Ad spending was up 11.6% to $2.63 billion last year, according to research company Fuentes y Compania. The gains were powered by a drastic dip in inflation, tariff reductions, improved consumer confidence and an ensuing rise in consumption. Billings among Argentina's top 15 shops combined climbed 29.6%, well in excess of the 7.4% inflation rate.
"1993 was [the year] that industry could come back to the consumer and say, `Now you can come and buy it, and we can sell it,'*" said Dylan Williams, deputy regional director of Latin America for Bates Worldwide.
The improved economy was a magnet, attracting foreign investment as Argentina privatized. But as competition moved in, Argentinian companies were forced to cut back, causing higher unemployment and shaking the newly strengthened economy. Unemployment hit record levels in May 1994 at 12%, up from 9.3% in October '93, the last period measured by the Center for Public Opinion Studies.
As a result, consumer confidence is again ebbing and 1994 isn't expected to be a good year for advertising. While some gain is predicted by local agency executives, the increase won't come anywhere close to last year's.
"The next half of the year is going to be complicated," said Mr. Williams. "Everybody is watching their budgets cautiously."
The 1993 ad boom mainly focused on automobiles, food and small appliances due to the easing of import restrictions, the availability of new brand names and models and an ability to buy in installment payments.
Quilmes Cerveceria, Argentina's largest brewery, pumped up its ad spending 38% excluding inflation last year to $29 million to fight off a new rival from the U.S., Anheuser-Busch's Budweiser (handled by Graffiti/DMB&B) and Brazil, Brahma from importer CBA (Quintana Publicidade).
Small appliance retailer Garbarino Articulos' budget shot up 85%-excluding inflation-to $36.4 million in 1993, according to Fuentes, making it the country's third largest spender behind Unilever and the Argentine government. "Our market has become much more competitive. There are many products that have stopped being luxury items and have become easier to purchase," said Daniel Waltuch, Garbarino commercial director. Advertising is handled in-house.

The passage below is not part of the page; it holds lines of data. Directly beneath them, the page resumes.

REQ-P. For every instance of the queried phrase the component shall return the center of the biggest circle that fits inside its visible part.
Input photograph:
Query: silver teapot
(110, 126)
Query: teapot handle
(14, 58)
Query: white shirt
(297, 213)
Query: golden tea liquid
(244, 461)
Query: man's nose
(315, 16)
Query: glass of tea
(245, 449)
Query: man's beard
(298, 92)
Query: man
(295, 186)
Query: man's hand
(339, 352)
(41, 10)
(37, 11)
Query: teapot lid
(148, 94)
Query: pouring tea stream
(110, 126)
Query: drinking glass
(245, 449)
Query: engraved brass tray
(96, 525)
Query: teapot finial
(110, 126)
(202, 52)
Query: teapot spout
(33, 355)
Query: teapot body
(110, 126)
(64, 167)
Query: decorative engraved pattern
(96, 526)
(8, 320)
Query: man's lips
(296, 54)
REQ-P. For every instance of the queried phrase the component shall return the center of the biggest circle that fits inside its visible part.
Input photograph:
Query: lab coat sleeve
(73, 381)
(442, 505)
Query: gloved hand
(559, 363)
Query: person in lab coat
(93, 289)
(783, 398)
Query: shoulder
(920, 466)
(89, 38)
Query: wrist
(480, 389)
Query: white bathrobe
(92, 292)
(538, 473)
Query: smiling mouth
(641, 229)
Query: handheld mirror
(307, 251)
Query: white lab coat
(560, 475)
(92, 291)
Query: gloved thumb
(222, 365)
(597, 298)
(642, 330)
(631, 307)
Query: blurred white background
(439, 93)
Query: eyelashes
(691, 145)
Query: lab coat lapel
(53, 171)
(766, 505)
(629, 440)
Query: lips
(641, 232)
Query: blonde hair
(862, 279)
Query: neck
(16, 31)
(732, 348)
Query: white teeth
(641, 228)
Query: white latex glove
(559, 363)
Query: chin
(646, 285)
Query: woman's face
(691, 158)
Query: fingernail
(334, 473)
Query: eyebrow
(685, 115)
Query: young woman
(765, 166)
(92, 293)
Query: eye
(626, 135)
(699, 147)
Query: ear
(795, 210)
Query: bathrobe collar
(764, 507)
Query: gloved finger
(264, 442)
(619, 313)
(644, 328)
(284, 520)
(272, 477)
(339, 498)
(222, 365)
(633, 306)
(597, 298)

The sell-off of state-run companies also had an impact on ad spending in 1993. The privatizations "had an effect because they were government companies and didn't advertise. Now the companies that sell natural gas or electricity or telephones are all advertising," said Elias Bensignor, VP of the Argentine Association of Advertising Agencies.
No agency realized this more than Ayer Vasquez, which saw its billings bloat 292.6% to $77.4 million in 1993. Its clients include four formerly state run corporations-National Mortgage Bank, Savings & Insurance Bank, Telecom Argentina and petroleum giant Yacimientos Petrelos & Fiscales, whose 1992 privatization was one of Latin America's largest. According to Fuentes, YPF increased its total ad spending 62% to $19.4 million last year while promoting its initial public offering.
Regional integration also had a hand in last year's billings increases and will again this year. Eveready Argentina, for example, reduced its number of plants to three, going from "a manufacturing company to a strategic marketing and distribution company in all Latin America," Mr. Williams said. It subsequently boosted its advertising budget threefold last year to $5 million; Cicero Dialogo/Bates is the agency.